An observational study by University of Copenhagen shows bullying and violence at workplace increase risk of cardiovascular diseases

If you have to deal with bullies at work, you may have always suspected this, but here comes official confirmation.

People who are bullied at work or experience violence at work are at higher risk of heart and brain blood vessel problems, including heart attacks and stroke. This is according to the largest prospective study to investigate the link, which has been published in the European Heart Journal

Although the study is observational and, therefore, cannot show that workplace bullying or violence cause cardiovascular problems, but it does establish that there is an association between the two. Researchers say their results are robust and have important implications for employers and national governments.

Those who were bullied or experienced violence (or threats of violence) at work had a 59% and 25% higher risk of CVD respectively compared to people who were not exposed to bullying or violence

Tianwei Xu, a PhD student at the University of Copenhagen, Denmark, who led the study, said: “If there is a causal link between bullying or violence at work and cardiovascular disease, then the removal of workplace bullying would mean we could avoid five per cent of all cardiovascular cases, and the eradication of violence at work would avoid more than three per cent of all cases.”

The researchers looked at data from 79,201 working men and women in Denmark and Sweden, aged 18 to 65, with no history of cardiovascular disease (CVD), who were participants in three studies that started between 1995 and 2011; the participants have been followed up ever since. When they joined the studies, the participants were asked about bullying and violence in the workplace and how frequently they experienced each of them. Information on the number of cases of heart and brain blood vessel disease and deaths was obtained from nationwide registries.

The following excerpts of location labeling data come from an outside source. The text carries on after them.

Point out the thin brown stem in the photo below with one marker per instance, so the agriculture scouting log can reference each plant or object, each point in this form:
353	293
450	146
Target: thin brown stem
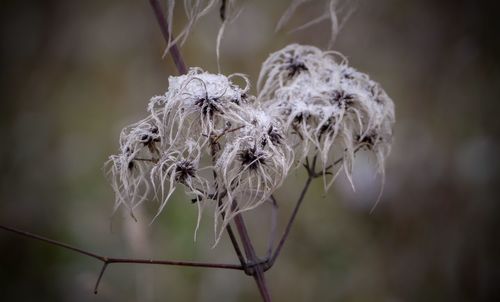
290	222
109	260
258	270
274	222
174	50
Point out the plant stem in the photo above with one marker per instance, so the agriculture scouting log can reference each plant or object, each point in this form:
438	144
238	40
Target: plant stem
290	222
109	260
258	271
174	50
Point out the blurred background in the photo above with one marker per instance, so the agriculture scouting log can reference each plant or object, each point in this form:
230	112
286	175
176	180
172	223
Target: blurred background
73	73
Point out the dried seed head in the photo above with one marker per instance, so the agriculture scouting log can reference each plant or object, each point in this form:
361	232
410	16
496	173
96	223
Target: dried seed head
330	107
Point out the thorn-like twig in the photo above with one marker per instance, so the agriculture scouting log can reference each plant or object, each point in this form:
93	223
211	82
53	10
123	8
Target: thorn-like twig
107	260
174	50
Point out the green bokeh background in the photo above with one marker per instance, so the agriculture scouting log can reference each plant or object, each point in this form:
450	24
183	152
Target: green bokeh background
73	73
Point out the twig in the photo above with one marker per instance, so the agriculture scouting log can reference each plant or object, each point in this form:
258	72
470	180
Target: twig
274	222
174	50
109	260
290	222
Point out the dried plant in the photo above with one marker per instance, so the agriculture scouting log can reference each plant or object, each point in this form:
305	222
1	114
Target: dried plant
231	150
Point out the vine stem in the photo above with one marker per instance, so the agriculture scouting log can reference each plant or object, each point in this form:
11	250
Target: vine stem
110	260
174	50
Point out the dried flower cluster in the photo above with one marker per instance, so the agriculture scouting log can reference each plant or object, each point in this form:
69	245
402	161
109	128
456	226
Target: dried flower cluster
326	106
204	131
232	150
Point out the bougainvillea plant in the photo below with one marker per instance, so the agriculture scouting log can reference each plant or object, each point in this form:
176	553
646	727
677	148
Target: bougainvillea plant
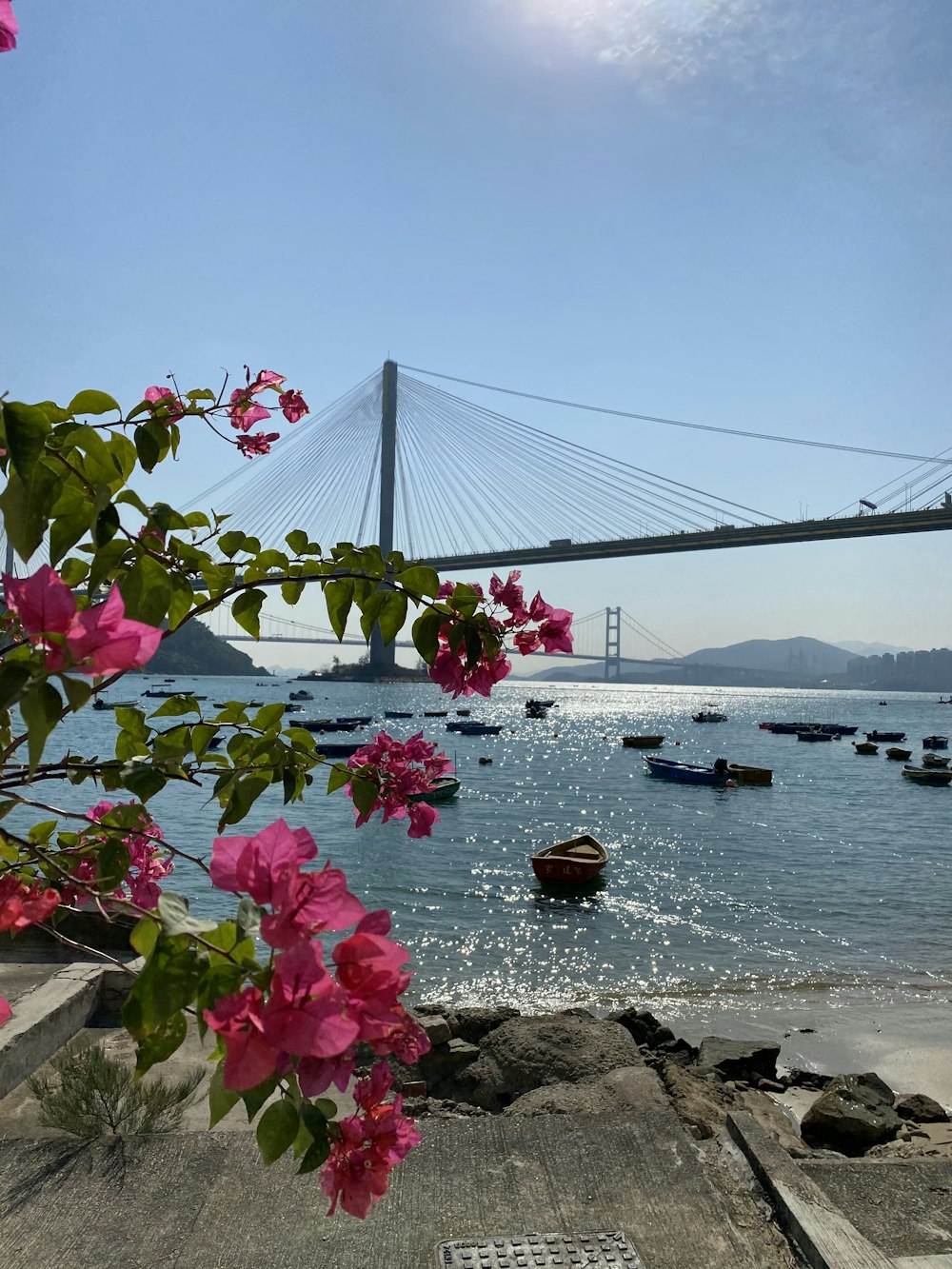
288	1013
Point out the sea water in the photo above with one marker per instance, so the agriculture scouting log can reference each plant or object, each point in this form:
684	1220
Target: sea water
836	879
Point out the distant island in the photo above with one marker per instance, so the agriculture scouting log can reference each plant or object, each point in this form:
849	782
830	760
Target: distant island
786	663
193	650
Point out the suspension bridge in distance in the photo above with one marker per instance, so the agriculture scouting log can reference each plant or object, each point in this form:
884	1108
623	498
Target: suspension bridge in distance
457	486
609	635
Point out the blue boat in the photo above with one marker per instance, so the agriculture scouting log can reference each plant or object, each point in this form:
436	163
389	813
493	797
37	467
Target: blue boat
684	772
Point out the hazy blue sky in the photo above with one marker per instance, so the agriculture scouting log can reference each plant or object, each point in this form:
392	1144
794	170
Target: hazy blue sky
726	210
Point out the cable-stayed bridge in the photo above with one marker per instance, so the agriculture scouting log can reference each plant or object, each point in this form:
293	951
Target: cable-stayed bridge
609	635
406	464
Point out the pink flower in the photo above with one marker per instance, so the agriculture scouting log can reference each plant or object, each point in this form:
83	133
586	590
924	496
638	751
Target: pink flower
307	1013
249	1058
23	905
305	903
255	864
167	400
292	405
8	27
258	445
103	641
44	603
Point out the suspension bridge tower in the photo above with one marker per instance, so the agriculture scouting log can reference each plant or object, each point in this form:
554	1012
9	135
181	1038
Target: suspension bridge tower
384	656
613	644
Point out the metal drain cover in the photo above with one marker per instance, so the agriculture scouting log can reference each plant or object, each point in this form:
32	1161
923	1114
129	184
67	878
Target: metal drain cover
543	1252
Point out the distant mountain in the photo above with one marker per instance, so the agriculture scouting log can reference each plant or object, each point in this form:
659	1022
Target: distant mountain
860	648
802	656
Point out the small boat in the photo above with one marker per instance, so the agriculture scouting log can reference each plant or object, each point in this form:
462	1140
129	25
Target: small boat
570	863
326	724
444	788
688	773
749	774
924	776
935	759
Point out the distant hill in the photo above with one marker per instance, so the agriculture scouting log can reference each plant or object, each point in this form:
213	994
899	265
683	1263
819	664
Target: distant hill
194	650
800	656
860	648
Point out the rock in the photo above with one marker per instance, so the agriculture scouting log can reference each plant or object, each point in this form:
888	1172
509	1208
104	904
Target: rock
527	1054
621	1092
474	1024
853	1115
437	1029
739	1059
917	1105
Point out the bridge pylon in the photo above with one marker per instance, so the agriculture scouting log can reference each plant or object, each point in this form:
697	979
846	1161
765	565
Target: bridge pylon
383	655
613	644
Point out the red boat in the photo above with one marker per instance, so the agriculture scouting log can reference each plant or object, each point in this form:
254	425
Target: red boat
570	863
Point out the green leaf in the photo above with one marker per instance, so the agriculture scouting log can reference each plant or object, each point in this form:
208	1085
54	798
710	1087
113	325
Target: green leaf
162	1043
145	937
426	633
277	1130
174	915
339	595
41	708
14	677
220	1100
27	427
90	401
419	580
246	610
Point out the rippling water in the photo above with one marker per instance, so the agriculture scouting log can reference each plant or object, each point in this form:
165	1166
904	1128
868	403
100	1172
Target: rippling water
837	877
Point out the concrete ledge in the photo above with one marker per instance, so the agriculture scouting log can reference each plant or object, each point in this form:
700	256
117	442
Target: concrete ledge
822	1233
46	1018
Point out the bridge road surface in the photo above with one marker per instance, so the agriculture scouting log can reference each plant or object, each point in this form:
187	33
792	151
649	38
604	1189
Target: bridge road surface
204	1200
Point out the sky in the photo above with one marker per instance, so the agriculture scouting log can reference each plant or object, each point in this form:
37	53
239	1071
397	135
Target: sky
731	212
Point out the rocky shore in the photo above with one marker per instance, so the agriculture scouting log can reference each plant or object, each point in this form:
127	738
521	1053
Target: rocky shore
497	1061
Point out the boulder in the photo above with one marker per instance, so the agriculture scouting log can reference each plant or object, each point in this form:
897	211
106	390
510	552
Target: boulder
527	1054
739	1059
621	1092
852	1115
917	1105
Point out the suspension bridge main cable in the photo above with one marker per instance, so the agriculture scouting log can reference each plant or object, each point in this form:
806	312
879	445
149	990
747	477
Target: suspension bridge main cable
681	423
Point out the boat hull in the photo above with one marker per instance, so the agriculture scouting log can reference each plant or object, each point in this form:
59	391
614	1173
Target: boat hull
570	863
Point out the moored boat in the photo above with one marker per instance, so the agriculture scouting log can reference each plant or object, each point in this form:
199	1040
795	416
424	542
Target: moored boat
742	774
444	788
927	776
687	773
570	863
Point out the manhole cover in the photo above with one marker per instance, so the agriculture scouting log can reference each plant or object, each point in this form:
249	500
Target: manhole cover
541	1252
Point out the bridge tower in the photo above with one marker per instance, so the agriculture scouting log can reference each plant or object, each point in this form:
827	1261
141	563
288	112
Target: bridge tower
384	656
613	644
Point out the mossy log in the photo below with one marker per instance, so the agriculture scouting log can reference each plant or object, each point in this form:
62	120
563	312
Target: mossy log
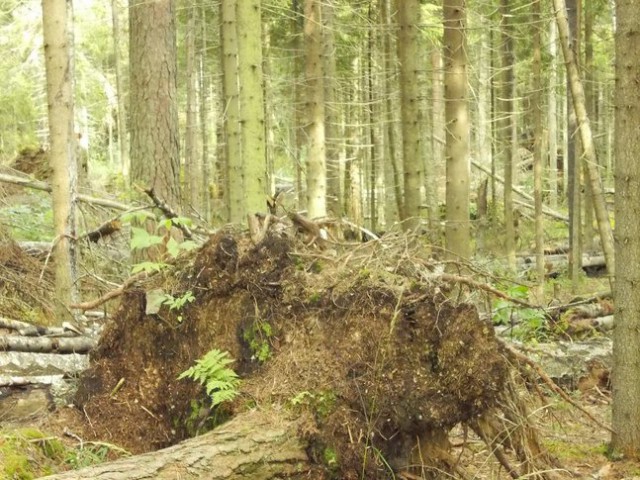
257	444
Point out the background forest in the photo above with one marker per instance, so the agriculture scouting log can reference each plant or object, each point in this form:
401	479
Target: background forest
482	130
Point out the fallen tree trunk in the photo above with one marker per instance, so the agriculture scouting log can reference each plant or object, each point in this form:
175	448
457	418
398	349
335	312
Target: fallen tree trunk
18	343
256	445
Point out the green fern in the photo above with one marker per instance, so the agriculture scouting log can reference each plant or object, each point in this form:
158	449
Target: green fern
220	382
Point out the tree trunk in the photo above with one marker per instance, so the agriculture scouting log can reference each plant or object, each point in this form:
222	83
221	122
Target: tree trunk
536	107
508	130
17	343
457	230
408	55
155	163
193	167
316	154
331	110
252	445
577	93
626	334
574	172
251	103
123	136
233	165
392	186
58	42
553	116
203	80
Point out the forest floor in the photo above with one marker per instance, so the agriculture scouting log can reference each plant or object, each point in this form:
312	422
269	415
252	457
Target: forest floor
305	326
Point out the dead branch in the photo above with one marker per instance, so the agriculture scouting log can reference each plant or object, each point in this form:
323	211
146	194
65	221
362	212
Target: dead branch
168	212
28	329
42	186
520	359
109	295
18	343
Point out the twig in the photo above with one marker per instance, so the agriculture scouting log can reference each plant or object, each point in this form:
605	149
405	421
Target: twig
552	385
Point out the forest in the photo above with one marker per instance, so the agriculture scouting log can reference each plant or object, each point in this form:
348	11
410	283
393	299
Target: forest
368	239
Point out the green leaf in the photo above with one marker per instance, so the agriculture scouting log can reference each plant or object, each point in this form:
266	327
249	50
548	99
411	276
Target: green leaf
173	248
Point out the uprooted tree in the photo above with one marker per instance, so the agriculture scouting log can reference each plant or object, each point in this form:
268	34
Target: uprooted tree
353	365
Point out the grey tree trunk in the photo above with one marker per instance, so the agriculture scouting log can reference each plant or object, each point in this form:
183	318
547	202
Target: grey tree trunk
123	135
314	76
155	159
408	55
508	127
233	156
577	93
457	232
58	41
626	335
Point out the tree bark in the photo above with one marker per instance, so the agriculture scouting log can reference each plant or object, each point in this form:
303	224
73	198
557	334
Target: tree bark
192	159
508	127
408	48
58	41
17	343
251	106
153	112
536	107
256	445
577	93
314	75
457	231
233	156
626	334
123	136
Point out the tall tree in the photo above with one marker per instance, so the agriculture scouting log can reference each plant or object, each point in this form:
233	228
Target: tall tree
536	107
192	159
231	125
314	75
508	130
155	162
58	41
457	232
586	140
123	135
408	21
251	105
331	110
626	335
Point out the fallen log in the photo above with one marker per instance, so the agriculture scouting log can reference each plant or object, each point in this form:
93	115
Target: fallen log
18	343
256	444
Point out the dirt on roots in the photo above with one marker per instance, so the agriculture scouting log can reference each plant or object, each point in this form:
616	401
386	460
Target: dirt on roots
381	356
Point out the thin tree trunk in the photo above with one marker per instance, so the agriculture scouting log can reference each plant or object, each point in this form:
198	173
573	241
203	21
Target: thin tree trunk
204	117
316	154
457	231
508	128
251	105
626	334
574	171
536	107
588	230
392	188
407	43
233	164
553	116
193	167
577	92
123	138
58	41
331	110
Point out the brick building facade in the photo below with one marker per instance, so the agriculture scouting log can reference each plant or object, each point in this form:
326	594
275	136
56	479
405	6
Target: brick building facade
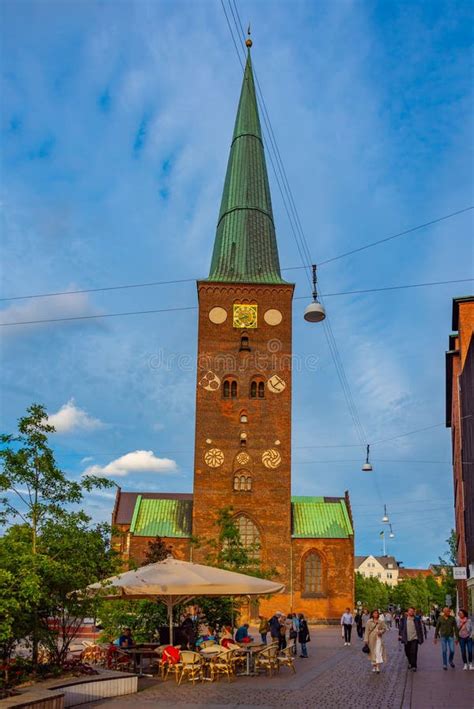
243	411
460	418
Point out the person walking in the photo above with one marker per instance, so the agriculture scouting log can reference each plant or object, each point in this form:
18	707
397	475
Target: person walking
295	627
410	633
447	630
282	636
303	635
275	627
263	628
465	638
358	623
365	620
374	632
347	621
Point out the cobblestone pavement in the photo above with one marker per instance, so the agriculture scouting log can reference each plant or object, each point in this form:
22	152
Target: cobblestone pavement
334	677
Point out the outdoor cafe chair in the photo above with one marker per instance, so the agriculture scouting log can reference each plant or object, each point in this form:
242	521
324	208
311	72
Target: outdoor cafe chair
286	658
192	666
266	659
222	664
169	665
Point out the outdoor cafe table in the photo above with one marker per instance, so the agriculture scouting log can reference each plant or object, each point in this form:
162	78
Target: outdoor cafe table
249	649
137	654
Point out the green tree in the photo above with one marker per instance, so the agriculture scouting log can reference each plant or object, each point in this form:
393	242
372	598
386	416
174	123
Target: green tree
142	617
36	492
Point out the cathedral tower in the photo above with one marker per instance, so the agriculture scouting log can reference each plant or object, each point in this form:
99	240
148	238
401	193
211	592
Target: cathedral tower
243	401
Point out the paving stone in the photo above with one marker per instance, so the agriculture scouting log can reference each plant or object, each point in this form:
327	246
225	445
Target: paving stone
334	677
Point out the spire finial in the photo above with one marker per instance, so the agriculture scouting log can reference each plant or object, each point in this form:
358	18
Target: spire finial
248	41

Xu and her colleagues also took account of other factors that could affect whether or not the participants were affected by CVD, such as body mass index, alcohol consumption, smoking, mental disorders and other pre-existing health conditions, shift working and occupation.

Nine per cent of participants reported being bullied at work and 13% reported experiencing violence or threats of violence at work in the past year. After adjusting for age, sex, country of birth, marital status and level of education, the researchers found that those who were bullied or experienced violence (or threats of violence) at work had a 59% and 25% higher risk of CVD respectively compared to people who were not exposed to bullying or violence.

The more bullying or violence that was encountered, the greater the risk of CVD. Compared with people who did not suffer bullying, people who reported being bullied frequently (the equivalent to being bullied almost every day) in the past 12 months had 120% higher risk of CVD, while those who were exposed most frequently to workplace violence had a 36% higher risk of cerebrovascular disease (such as stroke) than those not exposed to violence, but there did not appear to be a corresponding increase in heart disease.

Xu said: “Workplace bullying and workplace violence are distinct social stressors at work. Only 10-14% of those exposed to at least one type of exposure were suffering from the other at the same time. These stressful events are related to a higher risk of cardiovascular disease in a dose-response manner – in other words, the greater the exposure to the bullying or violence, the greater the risk of cardiovascular disease.